# you dont hear much on this **** ill stir the pot



## mike 66 (Jan 21, 2010)

so you have a bow sling.not a finger sling.... how many people use them the right way. do you leave it real loose and use it for looks? or do you have ot tight to hold the bow in the hand so it dont move? how do you set your when you shoot and why !!!:gossip:


----------



## giltyone (Nov 9, 2009)

Your bow sling should be loose - it is not intended to be used to support the bow anyway. It's a safety device for when the bow jumps out of your grip (back when bows were jumpy when you shot).

Too tight introduces bow torque anyway.

Personally, I have given up using bow slings and haven't even started with finger slings either. So no sling for me, I have a grip that doesn't torque nor allows the bow to jump out of my hand.


----------



## aread (Dec 25, 2009)

Many years ago, I hadn't been shooting too long and decided I wanted to try a bow with deflex geometry. A local shop had a Hoyt Aspen & I decided to go shoot it. I had been practicing very hard on keeping my bow hand relaxed through the shot. Well I shot the Aspen and since it didn't have a sling, it went flying out of my hand and landed on the floor about 8 yards down range. I'm standing there with a stupid look on my face wondering what happened and the other guys on the line laughing their butts off. 
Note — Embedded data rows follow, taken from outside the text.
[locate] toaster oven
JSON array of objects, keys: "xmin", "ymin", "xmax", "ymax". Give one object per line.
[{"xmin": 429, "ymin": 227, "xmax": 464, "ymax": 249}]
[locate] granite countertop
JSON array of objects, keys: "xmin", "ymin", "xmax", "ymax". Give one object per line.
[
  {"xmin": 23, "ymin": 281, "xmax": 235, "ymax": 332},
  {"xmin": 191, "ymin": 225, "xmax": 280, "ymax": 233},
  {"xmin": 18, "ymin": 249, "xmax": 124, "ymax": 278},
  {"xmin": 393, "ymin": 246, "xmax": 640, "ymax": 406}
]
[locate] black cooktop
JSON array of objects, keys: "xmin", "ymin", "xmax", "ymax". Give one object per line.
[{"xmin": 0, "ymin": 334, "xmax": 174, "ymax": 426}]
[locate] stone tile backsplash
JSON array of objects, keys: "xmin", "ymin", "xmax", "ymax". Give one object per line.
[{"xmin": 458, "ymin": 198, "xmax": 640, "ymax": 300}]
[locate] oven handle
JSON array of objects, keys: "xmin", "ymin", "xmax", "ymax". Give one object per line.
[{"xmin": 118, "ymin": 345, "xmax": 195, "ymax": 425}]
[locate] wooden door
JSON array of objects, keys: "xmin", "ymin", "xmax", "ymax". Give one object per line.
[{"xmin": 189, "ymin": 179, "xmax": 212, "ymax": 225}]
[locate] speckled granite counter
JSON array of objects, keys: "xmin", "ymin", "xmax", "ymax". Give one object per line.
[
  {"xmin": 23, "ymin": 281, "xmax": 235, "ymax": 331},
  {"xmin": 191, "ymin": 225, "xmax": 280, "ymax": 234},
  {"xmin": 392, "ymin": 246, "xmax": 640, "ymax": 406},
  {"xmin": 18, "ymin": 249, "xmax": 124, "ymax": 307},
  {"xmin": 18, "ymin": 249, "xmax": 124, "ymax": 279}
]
Fortunately, there was no damage to the bow, and I bought it. I shot that bow better than any other I've ever shot until the recoil nearly ruined my elbow.

As a consequence, I always use a sling, but keep it as loose as possible.

Allen


----------



## ElMuchoHombre (Aug 17, 2013)

I always use a sling on Hoyt and Mathews target bows. My Dominator doesn't require one, there is minimal recoil. My hunting bows get a sling regardless of hand shock and/or recoil.


----------



## wacker stacker (Feb 2, 2006)

I feel like I am shooting naked without a sling on my bow. Sling should be loose and in no way should induce any torque anywhere on the bow.


----------



## ron w (Jan 5, 2013)

yp me too, that feeling of "naked" without a sling on my bow. I used one from the very first arrow I shot 40 years ago and never tried shooting without one. even when I go try other bows, I take a finger sling along, just incase the bow I try doesn't have a sling. of course years ago they were absolutely necessary....bows would literally jump out of your hand...and has happened to me twice, when I forgot to put my hand through the sling. it's really embarrassing when your bow chases the arrow down the lane. the only good thing about is , at least you then know you're not hanging onto the bow !.


----------